Use the Trainer API to fine-tune the BERT model.

In [None]:
# Make sure device is defined
device = torch.device('cuda') if torch.cuda.is_available() else torch.device('cpu')
print(f"Using device: {device}")

# Map labels to the range [0, 1] (Twitter sentiment dataset uses 0 for negative, 4 for positive)
label_mapping = {0: 0, 4: 1}

# Ensure all labels are valid before mapping
train_labels_mapped = torch.tensor([label_mapping.get(label.item(), 0) for label in train_labels], dtype=torch.long)
val_labels_mapped = torch.tensor([label_mapping.get(label.item(), 0) for label in val_labels], dtype=torch.long)

# Verify label mapping
print(f'Unique train labels after mapping: {set(train_labels_mapped.tolist())}')
print(f'Unique validation labels after mapping: {set(val_labels_mapped.tolist())}')

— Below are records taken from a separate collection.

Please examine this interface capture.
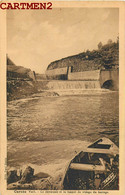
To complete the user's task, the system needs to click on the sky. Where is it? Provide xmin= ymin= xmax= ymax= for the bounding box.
xmin=7 ymin=8 xmax=119 ymax=74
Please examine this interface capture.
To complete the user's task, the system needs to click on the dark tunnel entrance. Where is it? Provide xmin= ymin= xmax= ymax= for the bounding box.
xmin=102 ymin=80 xmax=114 ymax=90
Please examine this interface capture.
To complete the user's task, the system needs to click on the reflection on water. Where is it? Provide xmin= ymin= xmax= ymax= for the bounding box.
xmin=7 ymin=92 xmax=119 ymax=144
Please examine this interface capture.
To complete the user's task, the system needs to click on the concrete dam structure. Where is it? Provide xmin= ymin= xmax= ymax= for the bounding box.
xmin=46 ymin=67 xmax=119 ymax=90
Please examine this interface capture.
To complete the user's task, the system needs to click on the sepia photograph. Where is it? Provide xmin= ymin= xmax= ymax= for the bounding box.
xmin=3 ymin=6 xmax=120 ymax=192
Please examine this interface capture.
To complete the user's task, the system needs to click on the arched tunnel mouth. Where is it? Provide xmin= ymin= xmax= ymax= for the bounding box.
xmin=102 ymin=80 xmax=114 ymax=90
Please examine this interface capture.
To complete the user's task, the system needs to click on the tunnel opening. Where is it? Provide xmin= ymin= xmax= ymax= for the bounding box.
xmin=102 ymin=80 xmax=114 ymax=90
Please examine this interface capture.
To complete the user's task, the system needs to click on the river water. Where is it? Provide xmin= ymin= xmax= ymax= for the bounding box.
xmin=7 ymin=90 xmax=119 ymax=145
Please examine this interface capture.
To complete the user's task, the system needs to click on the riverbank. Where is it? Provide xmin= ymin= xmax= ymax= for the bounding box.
xmin=7 ymin=140 xmax=89 ymax=189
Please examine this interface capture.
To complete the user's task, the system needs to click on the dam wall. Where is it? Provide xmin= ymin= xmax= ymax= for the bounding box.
xmin=47 ymin=81 xmax=100 ymax=90
xmin=45 ymin=67 xmax=68 ymax=80
xmin=46 ymin=66 xmax=119 ymax=90
xmin=68 ymin=67 xmax=100 ymax=81
xmin=99 ymin=69 xmax=119 ymax=90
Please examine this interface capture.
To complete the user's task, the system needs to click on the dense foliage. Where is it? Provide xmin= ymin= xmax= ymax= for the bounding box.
xmin=47 ymin=40 xmax=119 ymax=72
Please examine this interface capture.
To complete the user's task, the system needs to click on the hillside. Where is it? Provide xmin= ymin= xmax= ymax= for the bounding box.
xmin=47 ymin=42 xmax=119 ymax=72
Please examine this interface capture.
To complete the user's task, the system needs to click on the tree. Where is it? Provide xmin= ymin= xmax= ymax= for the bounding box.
xmin=107 ymin=39 xmax=112 ymax=44
xmin=98 ymin=42 xmax=102 ymax=49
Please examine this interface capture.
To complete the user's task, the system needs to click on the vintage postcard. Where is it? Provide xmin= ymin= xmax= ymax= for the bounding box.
xmin=0 ymin=0 xmax=125 ymax=195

# Update train_dataset and val_dataset with the mapped labels
train_dataset = SentimentDataset(train_encodings, train_labels_mapped)
val_dataset = SentimentDataset(val_encodings, val_labels_mapped)

# Define Trainer
trainer = Trainer(
    model=model,
    args=training_args,
    train_dataset=train_dataset,
    eval_dataset=val_dataset
)

# Train the model
try:
    trainer.train()
except Exception as e:
    print(f"An error occurred during training: {e}")
    print("Debugging information:")
    print(f"Train dataset size: {len(train_dataset)}")
    print(f"Validation dataset size: {len(val_dataset)}")
    print(f"Train encodings keys: {train_encodings.keys()}")
    print(f"Validation encodings keys: {val_encodings.keys()}")
    
    # Safely check model properties
    if hasattr(model, 'config'):
        print(f"Model hidden size: {model.config.hidden_size}")
        print(f"Model num labels: {model.config.num_labels}")
    else:
        print("Model doesn't have a config attribute")
        
    # Check a sample input-output
    print("Testing a sample input through the model:")
    sample_input = {k: torch.tensor(v[:1]) for k, v in train_encodings.items()}
    # Move tensors to device
    sample_input = {k: v.to(device) for k, v in sample_input.items()}
    try:
        sample_output = model(**sample_input)
        print(f"Sample output shape: {sample_output.logits.shape if hasattr(sample_output, 'logits') else 'No logits'}")
    except Exception as sample_error:
        print(f"Error with sample: {sample_error}")

## Step 9: Save the Model

Save the fine-tuned model and tokenizer for later use.

In [None]:
# Check which model is being used
if hasattr(model, 'save_pretrained'):
	# Save Hugging Face model and tokenizer
	model.save_pretrained('./bert_model')
	tokenizer.save_pretrained('./bert_model')
	print("BERT model and tokenizer saved successfully!")
else:
	# Save PyTorch model using torch.save
	torch.save(model.state_dict(), './pytorch_model.pt')
	print("PyTorch model saved successfully!")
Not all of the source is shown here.